A sua cena mais bonita é também a mais erótica do filme. Como foi a construção dessa cena tão física? Ela era muito marcada ou havia apenas uma intenção que ganhou corpo no processo?
Primeiro, rolou um trabalho pessoal. No sentido de entender o afeto com o carro. Nisso vinham lembranças infantis, como gostar do calor do carro ou a memória afetiva de alguém querido da família chegando num carro. Então, parti dessa sensualidade do calor e do cheiro do automóvel. Tivemos uma preparadora de elenco, a Raissa Gregori, que fez um trabalho com todo mundo, mas também alguns individualizados. Ela lida muito com o corpo. Ali fazíamos improvisações, se não me engano havia música. Eles trouxeram um carro para ensaiarmos em Caruaru. Não era o Carro Rei, pois ele é um bichinho muito frágil (risos). O Carro Rei é uma obra de arte, então não era possível ensaiar com ele. Em algum momento, Renata chegou para assistir aos ensaios. Lembro que obviamente todo esse processo é muito mais longo do que aparece no filme. Tudo era bem mais demorado. Filmamos essa cena no fim do processo, era meu último ou penúltimo dia de filmagem. Era uma noite quente de fevereiro, num lugar maravilhoso. Foi uma experiência incrível. Me lembro que eles pediram para acelerar. Não queriam cortar muito e a cena não poderia ter 10 minutos. Foi um sexo rápido (risos).

E tem o jogo com a própria câmera…
Sim, muitas coisas fui descobrindo com o passar dos takes e com esse jogo com a câmera. A câmera é mais um personagem no momento da filmagem. É mais uma máquina. As pessoas falam “é muito doido isso de contracenar com uma máquina”. No cinema a gente contracena o tempo todo com uma máquina que amamos.

E como foi a contracena com o Matheus Nachtergaele?
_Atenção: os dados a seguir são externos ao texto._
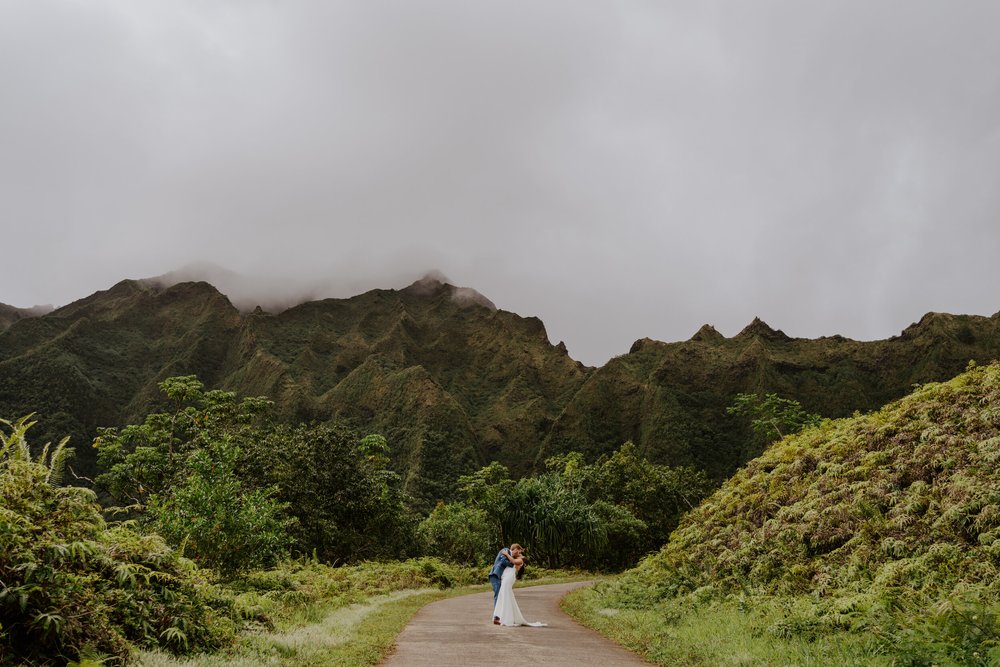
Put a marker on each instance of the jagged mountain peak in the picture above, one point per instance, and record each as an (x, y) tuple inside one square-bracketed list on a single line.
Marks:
[(435, 283), (707, 334), (761, 329)]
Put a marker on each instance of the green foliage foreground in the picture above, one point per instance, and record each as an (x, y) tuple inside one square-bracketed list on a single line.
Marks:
[(885, 526), (70, 584)]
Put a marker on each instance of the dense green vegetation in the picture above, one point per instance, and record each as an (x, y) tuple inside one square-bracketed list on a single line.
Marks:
[(240, 492), (882, 526), (69, 583), (450, 381), (415, 423), (601, 516)]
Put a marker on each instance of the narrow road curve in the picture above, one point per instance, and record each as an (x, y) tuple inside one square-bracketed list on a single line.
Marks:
[(459, 632)]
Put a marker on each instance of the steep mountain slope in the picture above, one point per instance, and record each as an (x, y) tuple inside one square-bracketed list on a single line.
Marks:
[(11, 314), (451, 381), (904, 497), (96, 361), (670, 398)]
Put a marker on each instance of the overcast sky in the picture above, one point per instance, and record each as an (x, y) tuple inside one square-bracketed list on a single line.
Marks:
[(618, 169)]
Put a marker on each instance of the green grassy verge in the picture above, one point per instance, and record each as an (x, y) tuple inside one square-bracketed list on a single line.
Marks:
[(350, 617), (683, 632)]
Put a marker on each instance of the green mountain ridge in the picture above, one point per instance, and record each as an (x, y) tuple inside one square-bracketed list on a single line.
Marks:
[(452, 381), (670, 398)]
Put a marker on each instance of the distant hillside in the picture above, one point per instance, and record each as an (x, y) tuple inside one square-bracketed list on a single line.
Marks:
[(904, 497), (452, 382), (10, 314), (670, 398)]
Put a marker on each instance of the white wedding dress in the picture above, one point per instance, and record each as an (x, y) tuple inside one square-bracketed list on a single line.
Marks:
[(506, 608)]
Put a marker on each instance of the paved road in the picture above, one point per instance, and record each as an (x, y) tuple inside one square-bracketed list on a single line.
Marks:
[(459, 633)]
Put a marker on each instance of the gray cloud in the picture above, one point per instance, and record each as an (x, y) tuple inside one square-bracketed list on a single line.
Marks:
[(618, 169)]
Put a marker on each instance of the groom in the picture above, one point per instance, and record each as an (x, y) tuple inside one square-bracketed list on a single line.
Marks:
[(504, 559)]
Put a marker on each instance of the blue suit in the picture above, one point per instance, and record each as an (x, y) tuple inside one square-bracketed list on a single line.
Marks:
[(500, 563)]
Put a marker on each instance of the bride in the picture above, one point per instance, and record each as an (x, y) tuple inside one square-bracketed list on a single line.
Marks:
[(506, 608)]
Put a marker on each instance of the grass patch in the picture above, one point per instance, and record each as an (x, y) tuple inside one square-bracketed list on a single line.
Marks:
[(309, 614), (725, 633)]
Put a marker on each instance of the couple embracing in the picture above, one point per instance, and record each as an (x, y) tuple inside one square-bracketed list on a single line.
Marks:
[(508, 566)]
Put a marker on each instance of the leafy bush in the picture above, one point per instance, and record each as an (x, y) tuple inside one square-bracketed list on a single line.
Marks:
[(459, 534), (885, 524), (69, 584), (347, 504), (605, 515), (217, 521), (218, 474)]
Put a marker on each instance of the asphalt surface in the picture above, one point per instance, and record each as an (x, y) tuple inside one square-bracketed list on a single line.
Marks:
[(460, 632)]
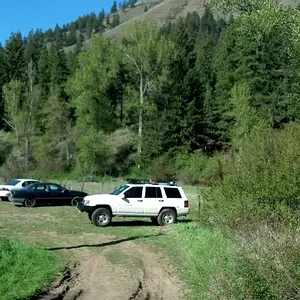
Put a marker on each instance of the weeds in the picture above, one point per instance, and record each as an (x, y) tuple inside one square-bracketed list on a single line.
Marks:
[(24, 269)]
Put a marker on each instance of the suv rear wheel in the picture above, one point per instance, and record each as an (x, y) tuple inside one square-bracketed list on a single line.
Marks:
[(101, 217), (166, 217)]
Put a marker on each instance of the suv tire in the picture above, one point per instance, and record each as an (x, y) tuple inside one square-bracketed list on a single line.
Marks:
[(74, 201), (154, 220), (166, 217), (101, 217)]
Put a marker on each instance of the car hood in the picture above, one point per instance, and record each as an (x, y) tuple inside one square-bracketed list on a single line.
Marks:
[(100, 197), (10, 187)]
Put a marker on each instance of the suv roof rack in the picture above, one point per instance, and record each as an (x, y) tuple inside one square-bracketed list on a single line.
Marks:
[(149, 181)]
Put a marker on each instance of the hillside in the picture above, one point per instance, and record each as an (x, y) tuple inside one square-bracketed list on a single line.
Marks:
[(160, 14), (158, 11)]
Nas vezes em que o entrevistei, ele sempre foi gentil, afetuoso e generoso. No jogo de cena ele também é assim?
Nos conhecemos anteriormente, e de maneira breve, por conta do Teatro Oficina. O Matheus é muito fã do Oficina e conhece algumas pessoas de lá. Uma vez o encontrei por acaso em Tiradentes. Mas, nunca tínhamos passado tanto tempo juntes. O bom desse processo é que chegamos antes e tivemos um tempo de ensaio com todo mundo. E isso ajudou. Imagino que seja difícil encontrar um parceiro de cena apenas na hora da filmagem. O Matheus é exatamente do modo como você descreveu. Uma pessoa extremamente paciente e carinhosa. Fiquei admirade. Toda hora ele era parado por alguém em Caruaru. E sempre teve paciência para emitir uma palavra doce, para tirar fotos. É incrível com todo mundo do time. Antes do nosso primeiro dia e filmagem, me deu um frio na barriga (risos). Afinal de contas, contracenaria com alguém de larga experiência no cinema. Mas foi lindo. Nossos personagens têm algo parecido: são solitários, vivem num mundo próprio e são muito físicos. Então, havia um traço erótico entre eles.

Você se declarou recentemente trans não binarie. A sua presença no filme é, assim, também um ato político. Gostaria que você falasse um pouco sobre esse lugar e se você sente responsabilidade ao representar uma parcela da população que é marginalizada e/ou subrepresentada?
Muito legal a sua pergunta. No momento em que filmei, não estava publicamente com essa identidade. Nem havia entendido ainda isso por inteiro. Mas, esse filme é o primeiro trabalho que assino com meu novo nome. Para mim isso é absolutamente comovente. Poder lançar o filme aqui, nesse momento…super sinto essa responsabilidade que você mencionou. A maioria das pessoas trans não binaries luta contra a invisibilidade. Sempre fizemos parte do espectro de gênero da humanidade, mas nos últimos séculos fomos apagades. Acredito ser muito importante utilizar uma presença dessas para compartilhar vivências, criar pontes, explicar, de ajudar a abrir espaço na língua. Fomos erradicades do idioma. Primeiro, havia apenas a forma masculina. Nem mulheres tinham visibilidade. Então, foi preciso criar espaço na língua para as mulheres. Neste momento estamos ganhando termos para nos identificar. Isso é uma coisa bonita que não deve ser subestimada. Não se trata de detalhe. Palavras dão visibilidade, nomeiam e permitem identificação. E a linguagem é muito orientada pelo normativo. Sou uma pessoa bem rígida quanto a isso do idioma porque se trata de um primeiro passo: ter a possibilidade linguística de falar de si próprio. Só isso. E o segundo passo é poder contar histórias sobre a gente. A Mercedes é uma cis mulher, mas super imagino que se filmássemos atualmente poderia ser não binarie. Ela é bastante queer. Estou lutando por essa visibilidade.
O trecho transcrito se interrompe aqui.